Sentiment has seen a dramatic shift from the previous week, where the majority of analysts were bearish on gold, and bullish sentiment among retail investors was at a multi-year low. The gold market is looking to end this week up more than 3%. February gold futures last traded at $1,835.20 an ounce.
Most analysts have noted that gold's bounce off November's four-month low has created strong technical bullish momentum in the marketplace.
Michael Moor, founder of Moor-Analytics.com, said that he could see gold prices pushing to $1,890 before this reversal starts to lose traction.
Not only is the gold market seeing strong technical support for higher prices, but some analysts also note that the precious metal also continues to enjoy strong fundamental support.
Some analysts noted that November's disappointing employment report is further evidence that the U.S. government and Federal Reserve will have to unleash more stimulus to revive the beleaguered economy.

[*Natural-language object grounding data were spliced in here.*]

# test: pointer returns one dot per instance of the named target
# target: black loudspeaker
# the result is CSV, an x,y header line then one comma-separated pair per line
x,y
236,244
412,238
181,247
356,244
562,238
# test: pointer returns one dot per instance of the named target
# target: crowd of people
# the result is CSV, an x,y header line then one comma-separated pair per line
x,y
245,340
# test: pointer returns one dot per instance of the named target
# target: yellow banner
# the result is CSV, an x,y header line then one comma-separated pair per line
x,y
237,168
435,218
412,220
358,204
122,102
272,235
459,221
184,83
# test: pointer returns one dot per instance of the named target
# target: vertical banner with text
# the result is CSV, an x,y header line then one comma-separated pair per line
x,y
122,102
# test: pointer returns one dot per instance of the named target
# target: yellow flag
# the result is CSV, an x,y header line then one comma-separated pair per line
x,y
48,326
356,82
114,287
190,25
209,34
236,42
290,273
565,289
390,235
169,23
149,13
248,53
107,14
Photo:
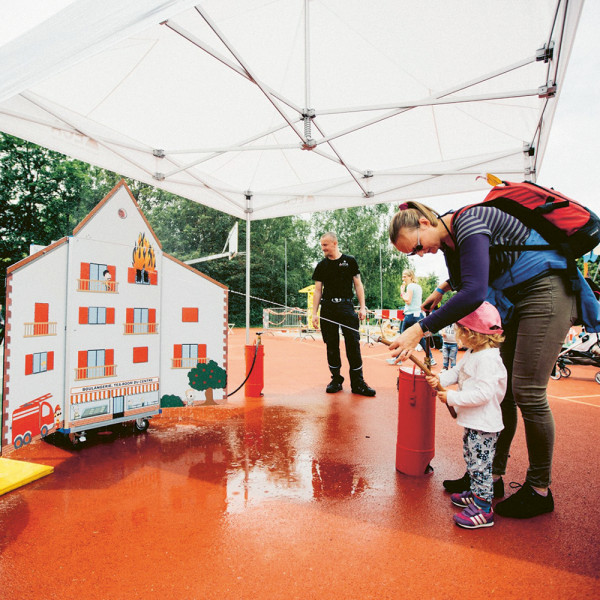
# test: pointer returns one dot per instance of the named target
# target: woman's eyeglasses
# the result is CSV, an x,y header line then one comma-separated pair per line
x,y
418,247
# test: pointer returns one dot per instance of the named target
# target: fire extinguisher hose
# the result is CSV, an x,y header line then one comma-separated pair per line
x,y
237,389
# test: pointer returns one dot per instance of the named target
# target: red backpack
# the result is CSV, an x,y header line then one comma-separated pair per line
x,y
566,225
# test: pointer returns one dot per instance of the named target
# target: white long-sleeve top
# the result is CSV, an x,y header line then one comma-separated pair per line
x,y
481,378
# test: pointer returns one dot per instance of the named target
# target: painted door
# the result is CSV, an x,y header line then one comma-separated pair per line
x,y
118,406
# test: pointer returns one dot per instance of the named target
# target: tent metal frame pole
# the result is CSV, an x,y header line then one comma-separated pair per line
x,y
248,213
437,102
263,88
222,59
442,94
306,54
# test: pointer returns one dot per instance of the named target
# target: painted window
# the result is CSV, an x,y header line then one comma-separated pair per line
x,y
140,354
97,315
189,314
95,363
39,362
187,356
98,277
140,320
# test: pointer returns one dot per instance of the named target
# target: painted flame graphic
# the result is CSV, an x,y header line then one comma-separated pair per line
x,y
143,255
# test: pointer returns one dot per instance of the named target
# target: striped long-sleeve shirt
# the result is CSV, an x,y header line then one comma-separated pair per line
x,y
471,264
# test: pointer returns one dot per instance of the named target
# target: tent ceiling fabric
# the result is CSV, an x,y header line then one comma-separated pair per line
x,y
304,105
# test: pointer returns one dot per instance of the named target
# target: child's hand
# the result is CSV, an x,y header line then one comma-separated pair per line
x,y
432,380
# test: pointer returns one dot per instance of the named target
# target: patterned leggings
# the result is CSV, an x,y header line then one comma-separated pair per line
x,y
479,448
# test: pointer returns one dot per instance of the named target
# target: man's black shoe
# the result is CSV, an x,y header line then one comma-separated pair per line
x,y
334,386
456,486
525,503
362,389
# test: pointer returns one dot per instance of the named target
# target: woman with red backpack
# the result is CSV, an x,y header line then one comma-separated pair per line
x,y
534,294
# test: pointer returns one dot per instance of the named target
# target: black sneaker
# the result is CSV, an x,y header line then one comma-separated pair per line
x,y
362,389
456,486
334,387
525,503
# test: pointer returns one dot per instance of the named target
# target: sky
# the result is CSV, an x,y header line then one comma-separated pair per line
x,y
572,160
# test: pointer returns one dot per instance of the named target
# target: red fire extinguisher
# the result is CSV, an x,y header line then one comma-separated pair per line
x,y
255,363
415,445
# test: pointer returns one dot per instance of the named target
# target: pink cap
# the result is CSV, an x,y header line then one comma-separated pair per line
x,y
486,319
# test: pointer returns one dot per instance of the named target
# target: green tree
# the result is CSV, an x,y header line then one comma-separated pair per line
x,y
208,377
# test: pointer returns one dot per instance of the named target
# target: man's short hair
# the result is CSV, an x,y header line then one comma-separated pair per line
x,y
330,235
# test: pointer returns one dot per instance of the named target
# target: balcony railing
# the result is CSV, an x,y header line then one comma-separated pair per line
x,y
98,285
95,372
137,328
36,329
186,363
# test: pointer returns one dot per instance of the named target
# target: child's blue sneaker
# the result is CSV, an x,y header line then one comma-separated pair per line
x,y
474,518
462,499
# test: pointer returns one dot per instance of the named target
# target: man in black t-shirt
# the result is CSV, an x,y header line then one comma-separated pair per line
x,y
334,277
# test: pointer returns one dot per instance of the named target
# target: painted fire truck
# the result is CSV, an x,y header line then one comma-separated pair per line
x,y
31,419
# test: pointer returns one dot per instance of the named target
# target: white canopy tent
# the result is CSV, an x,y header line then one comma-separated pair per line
x,y
268,108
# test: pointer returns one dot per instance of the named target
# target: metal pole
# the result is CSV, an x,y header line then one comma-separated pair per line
x,y
380,281
285,255
248,211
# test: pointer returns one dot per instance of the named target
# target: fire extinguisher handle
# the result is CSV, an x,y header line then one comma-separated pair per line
x,y
425,370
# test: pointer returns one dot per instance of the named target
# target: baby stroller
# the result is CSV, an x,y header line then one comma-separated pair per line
x,y
584,351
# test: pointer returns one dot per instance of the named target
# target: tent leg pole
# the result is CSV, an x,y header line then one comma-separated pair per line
x,y
248,210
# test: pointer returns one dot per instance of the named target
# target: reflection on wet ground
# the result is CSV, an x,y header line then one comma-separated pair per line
x,y
294,495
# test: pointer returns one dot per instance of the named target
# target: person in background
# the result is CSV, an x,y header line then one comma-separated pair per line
x,y
412,294
481,378
334,279
449,346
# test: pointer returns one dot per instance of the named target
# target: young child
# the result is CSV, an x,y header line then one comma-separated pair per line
x,y
481,379
449,346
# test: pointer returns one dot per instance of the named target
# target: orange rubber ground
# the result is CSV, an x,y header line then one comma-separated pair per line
x,y
295,495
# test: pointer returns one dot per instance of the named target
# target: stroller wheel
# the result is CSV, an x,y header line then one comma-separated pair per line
x,y
565,372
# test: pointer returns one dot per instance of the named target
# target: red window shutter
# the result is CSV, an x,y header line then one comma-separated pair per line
x,y
84,274
41,312
140,354
189,315
109,361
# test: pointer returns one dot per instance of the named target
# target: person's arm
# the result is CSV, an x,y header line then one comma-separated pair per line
x,y
475,272
360,294
316,301
406,295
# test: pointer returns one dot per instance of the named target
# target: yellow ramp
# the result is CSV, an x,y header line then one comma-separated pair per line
x,y
15,473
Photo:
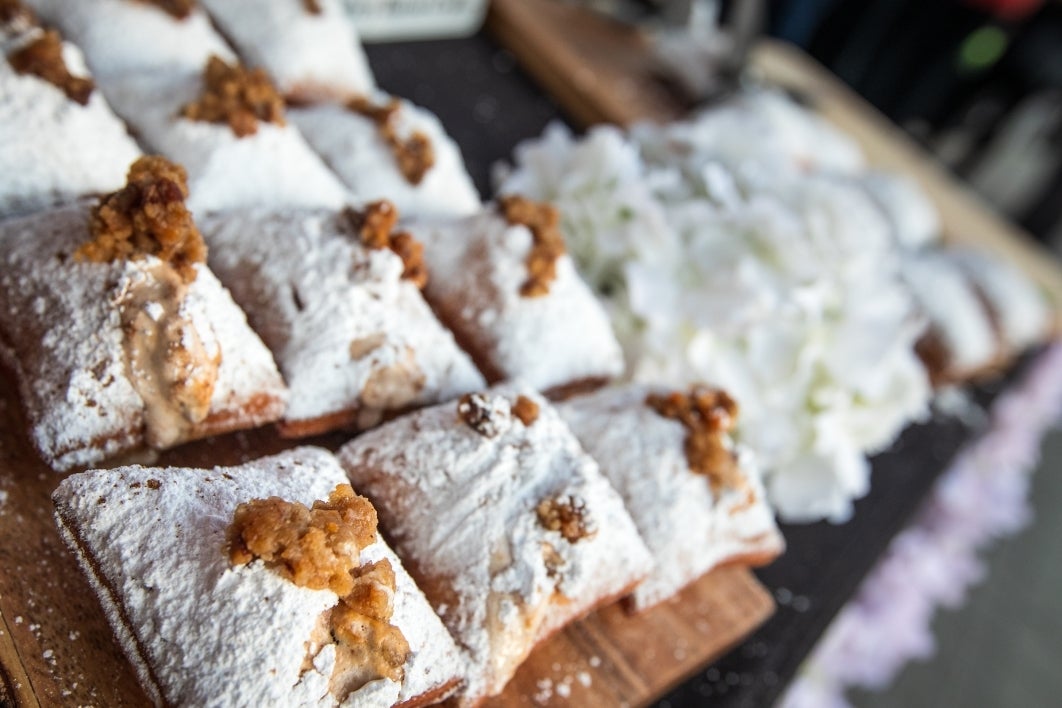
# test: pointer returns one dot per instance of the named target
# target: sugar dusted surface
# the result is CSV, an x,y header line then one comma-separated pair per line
x,y
123,36
64,150
309,56
350,143
688,530
312,291
460,508
61,332
213,634
1021,310
478,265
274,167
247,369
954,310
63,339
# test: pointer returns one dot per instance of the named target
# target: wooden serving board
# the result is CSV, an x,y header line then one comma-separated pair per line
x,y
57,650
602,72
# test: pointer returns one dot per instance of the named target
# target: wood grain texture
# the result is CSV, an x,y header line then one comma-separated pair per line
x,y
57,650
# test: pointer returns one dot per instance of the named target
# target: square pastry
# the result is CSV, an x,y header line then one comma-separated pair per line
x,y
117,332
309,47
136,36
503,282
696,498
226,124
336,296
387,148
69,143
260,585
506,523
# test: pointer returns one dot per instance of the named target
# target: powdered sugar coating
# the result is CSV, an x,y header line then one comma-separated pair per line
x,y
1020,310
461,510
310,56
124,36
336,314
63,150
202,632
274,167
688,530
913,218
61,332
350,143
478,265
956,314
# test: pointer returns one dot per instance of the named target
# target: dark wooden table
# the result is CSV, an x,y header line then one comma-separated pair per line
x,y
489,105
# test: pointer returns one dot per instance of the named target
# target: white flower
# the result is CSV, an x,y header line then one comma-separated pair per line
x,y
724,257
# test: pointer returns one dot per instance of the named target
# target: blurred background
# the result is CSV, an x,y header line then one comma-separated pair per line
x,y
978,83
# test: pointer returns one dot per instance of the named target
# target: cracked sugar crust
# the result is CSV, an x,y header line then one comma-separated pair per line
x,y
311,56
688,527
61,331
353,145
347,331
273,168
201,632
461,508
65,150
478,266
123,37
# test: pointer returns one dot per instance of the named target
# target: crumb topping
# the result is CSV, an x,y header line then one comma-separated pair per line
x,y
320,548
178,9
315,547
237,96
414,155
44,57
12,11
487,415
526,410
543,221
370,646
566,516
374,226
708,415
148,217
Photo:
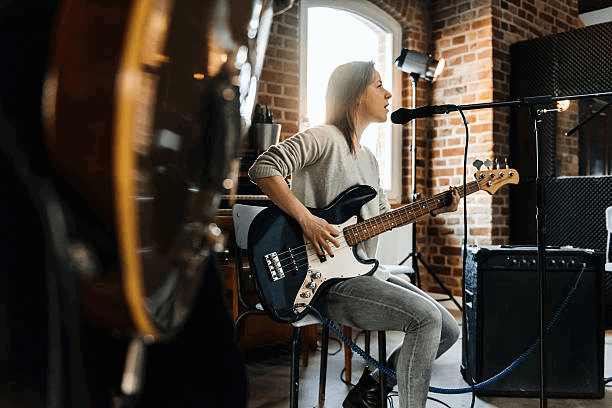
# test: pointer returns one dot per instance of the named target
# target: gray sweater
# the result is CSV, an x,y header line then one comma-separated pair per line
x,y
321,167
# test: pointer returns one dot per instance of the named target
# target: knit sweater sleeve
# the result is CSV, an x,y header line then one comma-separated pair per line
x,y
283,159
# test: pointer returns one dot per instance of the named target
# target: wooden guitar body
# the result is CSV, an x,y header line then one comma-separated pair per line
x,y
288,272
273,232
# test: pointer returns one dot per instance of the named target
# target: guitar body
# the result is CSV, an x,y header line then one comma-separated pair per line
x,y
273,231
287,270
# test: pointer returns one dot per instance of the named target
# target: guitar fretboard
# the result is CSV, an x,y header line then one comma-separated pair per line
x,y
404,215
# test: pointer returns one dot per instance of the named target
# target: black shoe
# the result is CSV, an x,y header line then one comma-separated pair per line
x,y
366,394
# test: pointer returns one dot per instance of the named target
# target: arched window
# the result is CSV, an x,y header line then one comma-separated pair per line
x,y
335,32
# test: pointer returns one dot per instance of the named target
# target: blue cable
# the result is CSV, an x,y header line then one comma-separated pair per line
x,y
463,390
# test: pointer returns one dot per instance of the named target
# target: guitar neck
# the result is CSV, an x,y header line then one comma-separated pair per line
x,y
404,215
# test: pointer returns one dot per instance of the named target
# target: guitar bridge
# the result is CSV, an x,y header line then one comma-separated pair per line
x,y
274,267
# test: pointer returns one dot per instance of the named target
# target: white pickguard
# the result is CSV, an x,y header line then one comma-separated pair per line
x,y
342,265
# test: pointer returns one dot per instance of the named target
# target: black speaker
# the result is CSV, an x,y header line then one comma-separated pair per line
x,y
502,321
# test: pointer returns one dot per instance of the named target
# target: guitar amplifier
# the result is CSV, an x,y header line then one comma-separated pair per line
x,y
502,321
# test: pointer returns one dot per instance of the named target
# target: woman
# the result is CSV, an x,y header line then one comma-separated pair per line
x,y
323,162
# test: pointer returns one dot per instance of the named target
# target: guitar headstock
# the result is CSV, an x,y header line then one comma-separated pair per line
x,y
491,180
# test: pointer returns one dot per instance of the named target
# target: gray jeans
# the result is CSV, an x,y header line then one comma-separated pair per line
x,y
368,303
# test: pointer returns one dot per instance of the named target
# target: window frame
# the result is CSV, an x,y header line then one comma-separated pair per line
x,y
387,23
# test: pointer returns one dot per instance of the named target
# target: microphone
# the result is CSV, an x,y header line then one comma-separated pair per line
x,y
403,115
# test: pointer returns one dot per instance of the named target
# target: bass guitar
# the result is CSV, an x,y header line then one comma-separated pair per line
x,y
288,272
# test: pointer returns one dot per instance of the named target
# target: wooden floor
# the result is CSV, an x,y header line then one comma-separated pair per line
x,y
268,372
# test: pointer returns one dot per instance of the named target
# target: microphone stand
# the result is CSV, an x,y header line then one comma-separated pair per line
x,y
535,104
414,78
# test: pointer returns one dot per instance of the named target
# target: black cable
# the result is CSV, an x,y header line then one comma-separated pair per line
x,y
470,380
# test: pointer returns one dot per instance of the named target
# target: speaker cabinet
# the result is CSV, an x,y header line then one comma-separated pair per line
x,y
502,321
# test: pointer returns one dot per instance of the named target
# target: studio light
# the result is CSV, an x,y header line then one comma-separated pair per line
x,y
418,64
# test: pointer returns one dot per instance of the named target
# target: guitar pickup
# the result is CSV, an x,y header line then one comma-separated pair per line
x,y
274,267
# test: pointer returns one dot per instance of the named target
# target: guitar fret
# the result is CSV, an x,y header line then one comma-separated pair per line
x,y
404,215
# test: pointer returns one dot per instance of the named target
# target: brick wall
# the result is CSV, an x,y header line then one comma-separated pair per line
x,y
474,37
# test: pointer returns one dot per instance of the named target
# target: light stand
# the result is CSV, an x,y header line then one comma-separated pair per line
x,y
417,65
535,104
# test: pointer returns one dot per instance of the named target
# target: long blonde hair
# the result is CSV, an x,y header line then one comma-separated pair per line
x,y
346,85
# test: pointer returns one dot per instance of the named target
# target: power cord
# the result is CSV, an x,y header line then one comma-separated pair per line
x,y
473,387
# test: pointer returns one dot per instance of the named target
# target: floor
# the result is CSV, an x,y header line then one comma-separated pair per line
x,y
268,372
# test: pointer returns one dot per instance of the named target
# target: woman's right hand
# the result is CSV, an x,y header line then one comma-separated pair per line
x,y
321,234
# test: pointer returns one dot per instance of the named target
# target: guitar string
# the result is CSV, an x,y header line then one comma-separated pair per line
x,y
357,230
387,223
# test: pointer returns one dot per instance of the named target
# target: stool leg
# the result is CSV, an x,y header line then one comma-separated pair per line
x,y
295,368
382,358
348,354
323,372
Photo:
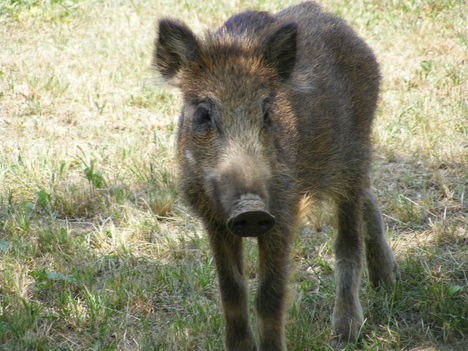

Friday, the Bureau of Labor Statistics said 245,000 jobs were created last month; however, economists were expecting to see job gains of around 480,000.
"Central banks around the world have in unison done the same thing: turning on the printing presses full blast, and that is not going to end anytime soon," said Sean Lusk co-director of commercial hedging with Walsh Trading.
Lusk said the thinks gold prices have room to run to $1,900, which will be a critical resistance level to watch in the near-term.
"We need to take out $1,904 to rekindle any kind of talk about going back to the all-time highs above $2,000," he said.
Colin Cieszynski, chief market strategist at SIA Wealth Management, is also bullish on gold in the near-term as he sees more stimulus measures on the horizon.
"U.S. politicians seem to now be under some pressure to get a new spending/stimulus deal done to avoid a government shutdown which could help to boost gold in the coming days," he said.
Although there is strong bullish sentiment in the marketplace, some analysts see strong resistance at $1,850, and the market could need a little more time before it breaks through.
"Though I remain very bullish over the medium and longer-term, in the immediate, gold has a little more consolidation to get through," said Adrian Day, CEO of Adrian Day Asset Management.
The lone bear in this week's survey was Daniel Pavilonis, senior market strategist at RJO Futures. He said that the market is looking a little exhausted.
He added that he could see gold prices push back below $1,800 an ounce as the market moves through a bottoming process.
"With vaccine news, maybe the market is perceiving light at the end of the tunnel, and excess stimulus is the thing of the past. If we are looking in that direction and the economy starts to get better, and the dollar strengthens, this will not bode well for the metals," he said.